In book of akka in actor's chapter three. It use a message event to test silent actor's state.
The actor as this:
object SilentActorProtocol {
case class SilentMessage(data: String)
case class GetState(receiver: ActorRef)
}
class SilentActor extends Actor {
import SilentActorProtocol._
var internalState = Vector[String]()
def receive = {
case SilentMessage(data) =>
internalState = internalState :+ data
case GetState(receiver) => receiver ! internalState
}
}
Test code as this:
"change internal state when it receives a message, multi" in {
import SilentActorProtocol._
val silentActor = system.actorOf(Props[SilentActor], "s3")

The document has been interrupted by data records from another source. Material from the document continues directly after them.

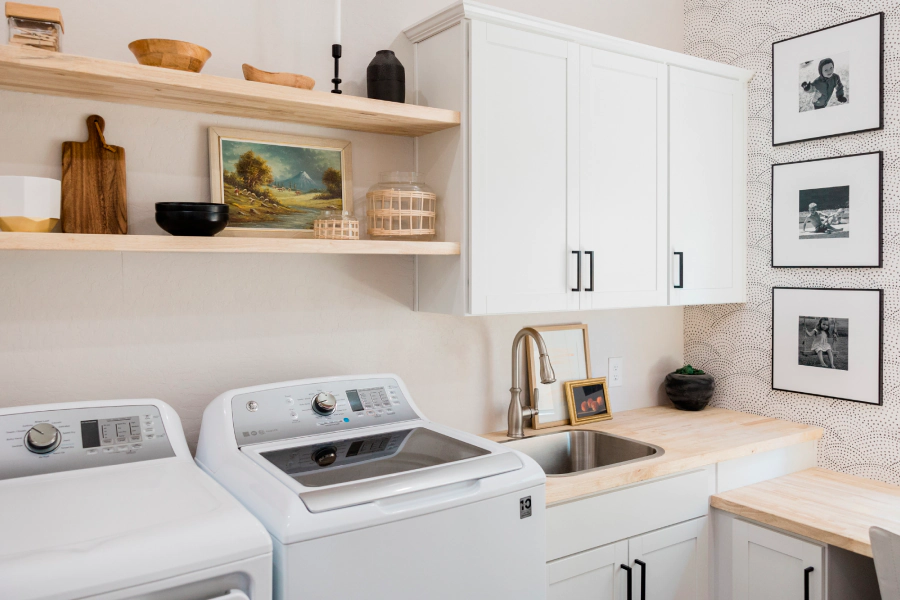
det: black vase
[366,50,406,103]
[666,373,716,410]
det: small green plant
[675,365,706,375]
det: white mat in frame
[772,152,883,268]
[772,287,884,404]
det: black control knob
[313,446,337,467]
[313,392,337,415]
[25,423,62,454]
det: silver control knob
[25,423,62,454]
[313,392,337,415]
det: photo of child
[797,317,850,371]
[799,185,850,240]
[573,384,607,418]
[800,52,850,112]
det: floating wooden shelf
[0,233,459,255]
[0,45,459,136]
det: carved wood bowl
[128,39,212,73]
[241,63,316,90]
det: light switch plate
[606,356,624,387]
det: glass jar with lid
[366,171,437,239]
[6,2,65,52]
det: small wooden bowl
[241,63,316,90]
[128,39,212,73]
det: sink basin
[502,429,665,477]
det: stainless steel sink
[503,429,665,477]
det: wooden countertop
[711,468,900,556]
[484,406,824,505]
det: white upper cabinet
[470,21,578,314]
[669,67,747,304]
[578,47,668,308]
[406,1,751,315]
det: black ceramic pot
[366,50,406,103]
[666,373,716,410]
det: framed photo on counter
[772,287,884,404]
[772,152,883,268]
[565,377,612,425]
[525,323,591,429]
[772,13,884,146]
[209,127,353,238]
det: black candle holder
[331,44,343,94]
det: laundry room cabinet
[731,519,825,600]
[547,517,709,600]
[405,2,751,315]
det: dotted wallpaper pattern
[684,0,900,484]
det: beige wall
[0,0,683,444]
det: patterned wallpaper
[684,0,900,484]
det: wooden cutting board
[60,115,128,234]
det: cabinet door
[669,67,747,304]
[469,21,579,314]
[547,541,628,600]
[731,519,825,600]
[628,517,709,600]
[579,48,668,308]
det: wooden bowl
[128,39,212,73]
[241,63,316,90]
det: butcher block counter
[484,406,824,506]
[710,468,900,556]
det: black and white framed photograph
[772,152,884,268]
[772,287,884,404]
[772,13,884,146]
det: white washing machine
[0,400,272,600]
[197,375,546,600]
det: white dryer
[0,400,272,600]
[197,374,546,600]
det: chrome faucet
[506,327,556,438]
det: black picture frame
[769,150,884,269]
[770,286,884,406]
[771,12,884,147]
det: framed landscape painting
[772,287,884,404]
[209,127,353,238]
[772,152,883,268]
[772,13,884,146]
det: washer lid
[260,427,522,513]
[0,458,271,600]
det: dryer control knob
[313,392,337,415]
[25,423,62,454]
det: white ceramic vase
[0,176,61,233]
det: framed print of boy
[800,52,850,112]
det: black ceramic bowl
[156,202,228,213]
[666,373,716,410]
[156,205,228,236]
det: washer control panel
[0,406,175,480]
[231,378,419,446]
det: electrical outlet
[606,356,624,387]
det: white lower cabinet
[547,540,628,600]
[731,519,825,600]
[547,517,709,600]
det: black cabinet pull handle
[584,250,594,292]
[672,252,684,290]
[572,250,581,292]
[634,559,647,600]
[619,565,631,600]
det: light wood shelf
[0,233,459,256]
[0,45,459,136]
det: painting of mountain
[276,171,325,192]
[219,132,350,237]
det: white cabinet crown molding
[403,0,754,82]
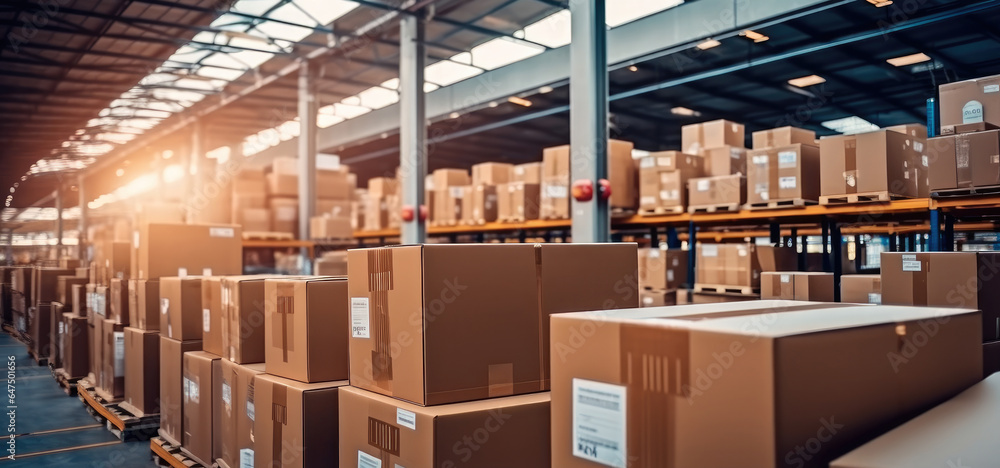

silentActor ! SilentMessage("whisper1")
silentActor ! SilentMessage("whisper2")
silentActor ! GetState(testActor)
expectMsg(Vector("whisper1", "whisper2"))
}
Inner the test code why use GetState get result of above SilentMessage
event.
Why not use slientActor.internalState
get the result straightly?
Some friends seems mislead my problem.For detail, The books said
use the
internalState
variable will encounter concurrency problem, so there should use aGetState
event tell actor to get the actor's inner state rather then useinternalState
straightly.
I don't know why it should encounter concurrency problem and why use GetState
can fix the problem
slientActor.internalState
can't get inner variable straightly , instand, use silentActor.underlyingActor.internalState
can get it.So sorry for the terrible question.
If I understand your question correctly, the answer is that the silentActor in the test code is not the actor, it is the ActorRef instance, therefore it does not have the internalState var to be referenced.
If you want to write unit tests for specific variables and methods on the ActorRef, you need to use the underlyingActor technique as described (with its caveats) in the documentation. (see section on TestActorRef.